While we wait, it might do well to review Amazon.com's business model.
I call it the Amazon two-step: We do something involving Internet commerce better than anyone else. Then we let others use it.
Long before it launched its EC2 cloud services, Amazon was letting other companies use its logistics infrastructure. When the taxman cameth, Amazon not only built an engine for computing and paying sales tax, but began offering this as a service to other merchants.
So Amazon first builds infrastructure for its own use, sells it, then re-sells it.
In the case of telephony, Amazon understands that this is a rich Internet client, not primarily a phone. The difference between a Kindle Fire and a phone is not as great as you suppose. Most of today's calls are Voice Over Internet Protocol, or VOIP, at some point in their travels, and this includes cell calls.
What skeptics of Amazon's strategy fail to understand is that the Kindle line isn't about apps. It's about putting the whole Amazon store, and experience, into customers' hands. You don't just buy electronic books and movies on the thing. You also buy clothes and headphones on it. It's not an app store in your hand -- it's the entire shopping mall.

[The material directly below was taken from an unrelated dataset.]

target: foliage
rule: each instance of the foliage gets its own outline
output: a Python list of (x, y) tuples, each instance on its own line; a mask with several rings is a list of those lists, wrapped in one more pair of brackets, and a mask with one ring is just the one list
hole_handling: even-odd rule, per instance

We don't know exactly how much Internet infrastructure Amazon owns. We know it has data centers. We can guess it owns some dark fiber. But it could also be buying core connectivity very cheaply on the open market. If it couldn't, the company would have gone after Level 3 (LVLT) before now. And for voice service, it probably won't need to go into the AT&T (T) or Verizon (VZ) store either. Simply set up as a reseller through Sprint (S). It won't exactly be competing with the iPhone -- more likely it will be routing calls through a network Amazon.com controls. Because that's how the two-step works.
What does Amazon lack? Software! So rather than depend on anyone else for that, it will build its own.
Point is that when investors buy into Amazon.com stock, they're buying all of this. They're not just buying an e-commerce engine, logistics, and a mobile strategy.
You're buying the whole Amazon two-step.